The PR bonanza named Bombshell has been showering The Actors Fund in glorious news coverage and giddy Tweets since last December when it was announced that The Actors Fund would stage a major fundraiser: a one-night-only concert staging of Bombshell, the make-believe musical about Marilyn Monroe, that was the center of the NBC musical drama, SMASH.
The Actors Fund is a 133-year-old non-profit organization dedicated to providing human services to all entertainment professionals in all disciplines across the country. The Fund provides emergency grants for everything from food to medical bills and also supports nursing and retirement homes.
It’s a worthy organization. More artists and technicians in the entertainment industry live paycheck-to-paycheck than from poolside-to-penthouse.
Since the announcement, thousands of Broadway theater enthusiasts (myself included), looked forward to the chance to buy tickets. Prices ranged from $120 to $1,000. (Needless to say, most of us were planning to bring opera glasses.)
To cover the production costs, The Actors Fund launched a Kickstarter campaign, hoping to raise $50,000. Kicking in gave donors a leg up on ticket sales. Make a donation and you got a pre-sale code that allowed you to buy two tickets a day ahead of the general public.
Eager to get an edge, 1,485 people (myself included) donated. The campaign raised $318,120.
At 11 a.m. on April 13, pre-sale codes in hand, we clicked on “Buy Tickets”, typed in our codes, and many of us were told, “Your presale code is invalid.” At 11:04, I was locked out of the site completely. At 11:06 I sent an email to The Actors Fund explaining my code was apparently invalid.

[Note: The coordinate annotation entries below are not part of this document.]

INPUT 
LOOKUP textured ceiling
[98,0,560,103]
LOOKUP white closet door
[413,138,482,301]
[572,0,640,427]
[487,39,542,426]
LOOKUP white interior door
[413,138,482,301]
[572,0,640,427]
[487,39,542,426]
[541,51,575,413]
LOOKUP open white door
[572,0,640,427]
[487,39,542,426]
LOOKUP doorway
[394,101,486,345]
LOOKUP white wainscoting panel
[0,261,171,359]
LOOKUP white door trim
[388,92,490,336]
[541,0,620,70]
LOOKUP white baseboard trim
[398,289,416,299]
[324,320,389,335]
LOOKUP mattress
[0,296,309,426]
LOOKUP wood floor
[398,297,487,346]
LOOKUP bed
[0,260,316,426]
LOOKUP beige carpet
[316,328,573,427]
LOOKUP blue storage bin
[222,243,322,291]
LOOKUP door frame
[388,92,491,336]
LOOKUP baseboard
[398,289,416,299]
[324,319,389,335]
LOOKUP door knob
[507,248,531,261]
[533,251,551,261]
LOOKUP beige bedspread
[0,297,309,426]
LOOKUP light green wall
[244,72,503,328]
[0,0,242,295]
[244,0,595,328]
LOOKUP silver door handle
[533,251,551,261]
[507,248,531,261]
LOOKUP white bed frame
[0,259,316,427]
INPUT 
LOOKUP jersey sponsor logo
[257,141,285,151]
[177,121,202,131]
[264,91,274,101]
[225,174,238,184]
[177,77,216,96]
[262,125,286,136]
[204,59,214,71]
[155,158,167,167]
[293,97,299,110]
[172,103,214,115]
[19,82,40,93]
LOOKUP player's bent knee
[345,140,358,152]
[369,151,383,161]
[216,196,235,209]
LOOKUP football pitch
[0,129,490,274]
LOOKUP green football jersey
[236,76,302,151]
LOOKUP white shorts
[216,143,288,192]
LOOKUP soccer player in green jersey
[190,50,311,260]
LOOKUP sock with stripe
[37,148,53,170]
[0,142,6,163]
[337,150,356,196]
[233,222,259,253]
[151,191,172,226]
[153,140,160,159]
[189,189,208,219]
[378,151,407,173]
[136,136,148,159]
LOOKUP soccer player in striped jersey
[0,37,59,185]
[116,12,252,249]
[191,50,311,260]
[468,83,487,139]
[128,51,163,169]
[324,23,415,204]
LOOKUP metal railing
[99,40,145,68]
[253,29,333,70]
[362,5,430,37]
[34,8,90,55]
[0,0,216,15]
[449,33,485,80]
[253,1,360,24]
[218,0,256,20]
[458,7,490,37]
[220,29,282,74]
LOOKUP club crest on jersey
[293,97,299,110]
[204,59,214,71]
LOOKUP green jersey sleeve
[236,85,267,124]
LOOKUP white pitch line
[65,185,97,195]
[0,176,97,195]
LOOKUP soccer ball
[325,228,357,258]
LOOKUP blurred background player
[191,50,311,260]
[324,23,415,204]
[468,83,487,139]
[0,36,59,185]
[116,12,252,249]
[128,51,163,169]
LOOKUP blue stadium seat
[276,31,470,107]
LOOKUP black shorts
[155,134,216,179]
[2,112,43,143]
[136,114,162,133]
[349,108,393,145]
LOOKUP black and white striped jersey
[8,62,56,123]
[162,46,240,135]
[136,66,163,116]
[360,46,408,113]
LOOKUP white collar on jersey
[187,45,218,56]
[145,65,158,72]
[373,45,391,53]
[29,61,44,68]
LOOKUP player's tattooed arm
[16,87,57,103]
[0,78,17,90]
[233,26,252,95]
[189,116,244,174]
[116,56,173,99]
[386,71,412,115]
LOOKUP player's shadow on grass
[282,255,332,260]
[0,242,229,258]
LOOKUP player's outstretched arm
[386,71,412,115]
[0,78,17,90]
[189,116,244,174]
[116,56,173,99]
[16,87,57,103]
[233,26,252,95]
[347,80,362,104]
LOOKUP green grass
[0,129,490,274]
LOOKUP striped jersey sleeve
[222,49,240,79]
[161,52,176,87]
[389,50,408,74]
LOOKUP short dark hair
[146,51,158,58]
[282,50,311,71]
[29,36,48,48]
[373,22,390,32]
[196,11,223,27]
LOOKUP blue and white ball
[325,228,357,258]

Turns out the codes for many people were “invalid.”
Twitter came alive with tweeters (myself included) crying foul. Some even using the other “F” word: fraud.
The show sold out in an hour. The raging tweets continued for hours, with never a peep out of The Actors Fund, Ticketmaster, or Kickstarter.

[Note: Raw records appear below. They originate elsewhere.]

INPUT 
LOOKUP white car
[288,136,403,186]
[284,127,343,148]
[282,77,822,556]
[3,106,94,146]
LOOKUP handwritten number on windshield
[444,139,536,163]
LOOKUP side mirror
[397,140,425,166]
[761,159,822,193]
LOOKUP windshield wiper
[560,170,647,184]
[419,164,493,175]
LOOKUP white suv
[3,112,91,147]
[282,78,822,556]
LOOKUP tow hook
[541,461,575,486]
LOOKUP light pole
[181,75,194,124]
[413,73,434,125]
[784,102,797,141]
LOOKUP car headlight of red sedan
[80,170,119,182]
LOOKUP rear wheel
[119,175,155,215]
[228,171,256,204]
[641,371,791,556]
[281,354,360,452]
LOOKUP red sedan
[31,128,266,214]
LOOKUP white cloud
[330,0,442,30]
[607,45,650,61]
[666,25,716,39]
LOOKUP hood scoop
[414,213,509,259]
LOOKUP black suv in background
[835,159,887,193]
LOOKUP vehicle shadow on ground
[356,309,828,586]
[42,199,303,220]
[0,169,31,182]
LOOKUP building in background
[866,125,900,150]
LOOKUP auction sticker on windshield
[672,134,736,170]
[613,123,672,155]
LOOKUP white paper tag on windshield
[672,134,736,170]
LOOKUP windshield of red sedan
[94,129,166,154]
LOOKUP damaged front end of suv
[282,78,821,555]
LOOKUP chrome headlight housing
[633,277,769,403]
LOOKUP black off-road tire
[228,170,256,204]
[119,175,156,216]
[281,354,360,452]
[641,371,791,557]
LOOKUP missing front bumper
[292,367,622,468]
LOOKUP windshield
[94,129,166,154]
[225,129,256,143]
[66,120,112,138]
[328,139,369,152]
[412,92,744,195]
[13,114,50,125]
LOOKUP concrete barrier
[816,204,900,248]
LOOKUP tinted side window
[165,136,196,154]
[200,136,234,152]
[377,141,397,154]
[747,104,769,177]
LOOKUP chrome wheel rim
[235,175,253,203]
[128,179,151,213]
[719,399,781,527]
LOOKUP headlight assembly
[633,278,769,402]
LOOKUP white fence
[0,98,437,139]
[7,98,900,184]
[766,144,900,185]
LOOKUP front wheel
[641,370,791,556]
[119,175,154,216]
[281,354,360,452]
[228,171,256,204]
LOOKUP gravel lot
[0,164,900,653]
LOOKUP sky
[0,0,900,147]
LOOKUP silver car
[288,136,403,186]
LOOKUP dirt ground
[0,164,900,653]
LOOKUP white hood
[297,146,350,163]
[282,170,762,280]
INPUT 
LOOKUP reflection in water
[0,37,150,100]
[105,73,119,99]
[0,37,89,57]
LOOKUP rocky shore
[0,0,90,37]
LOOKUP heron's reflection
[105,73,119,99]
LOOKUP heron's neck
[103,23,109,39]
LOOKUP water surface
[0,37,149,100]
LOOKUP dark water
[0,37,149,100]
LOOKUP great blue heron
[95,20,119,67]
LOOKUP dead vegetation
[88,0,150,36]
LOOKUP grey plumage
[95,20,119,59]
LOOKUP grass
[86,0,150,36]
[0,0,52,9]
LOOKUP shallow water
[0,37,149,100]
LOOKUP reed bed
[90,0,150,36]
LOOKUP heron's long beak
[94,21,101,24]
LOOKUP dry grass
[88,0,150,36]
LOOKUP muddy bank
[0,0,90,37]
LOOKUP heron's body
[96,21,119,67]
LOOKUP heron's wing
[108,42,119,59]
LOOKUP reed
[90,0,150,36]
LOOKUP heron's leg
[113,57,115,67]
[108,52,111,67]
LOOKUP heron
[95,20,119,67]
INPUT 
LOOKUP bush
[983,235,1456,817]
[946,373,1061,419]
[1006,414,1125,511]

At 8:44 p.m. I got a reply from The Actors Fund to my email:
We apologize for any inconvenience. There were issues with the Ticketmaster site due to the overwhelming response. Again, with thanks for your support and with our apologies.
At 10:57 p.m., they Tweeted that I should see their “refund offer to generous Kickstarters.”
What’s interesting—and mind boggling—about the offer to refund the Kickstarter donations is that it never mentions the invalid pre-sale codes. It was a non-apology. It was a non-acknowledgement of screwing up.
As I explained to the gentleman from The Actors Fund who apologized for “any inconvenience,” people don’t feel inconvenienced. They feel played.
From the moment this event was announced, we all knew there would be a finite number of tickets for an infinite number of buyers. We all knew the show would sell out quickly. That’s part of the fun of the game.
What The Actors Fund should have known from the moment it received $318,120 in pledges ($200,000 of it reportedly in the first 18 hours), is that Ticketmaster would be hit hard at 11 a.m. on the 13th. The Fund should have gone to Ticketmaster and said, “We’re expecting at least 1,500 people at exactly 11 a.m. Can you handle this?”
Ticketmaster has sold far more tickets to far larger venues than the 1,621-seat Minskoff Theatre. Ticketmaster is the culprit for the technical breakdown, but The Actors Fund owns the bad PR. A few no-brainer rules were broken here:
- Don’t sit silent for hours while your brand is in crisis.
- Don’t pretend the bad stuff isn’t happening.
- Own your mistakes.
- Don’t offer an apology that doesn’t acknowledge your mistake.
I did not request a refund of my small donation, but many did. The comments on The Actors Fund Kickstarter page are overwhelmingly negative. Phrases like “deeply disappointed,” “terrible job,” and “formal complaint” certainly are not what they wanted for a one-of-a-kind event meant to support a worthy charity.
In truth, the mainstream media coverage of the sold-out show is fine. It glosses over the faulty pre-sale codes and focuses on the good news, perhaps as it should. But PR is more than media coverage. It’s Public Relations. And The Actors Fund has lost not only donations but also a degree of credibility with many in their natural donor base, the theater-going public.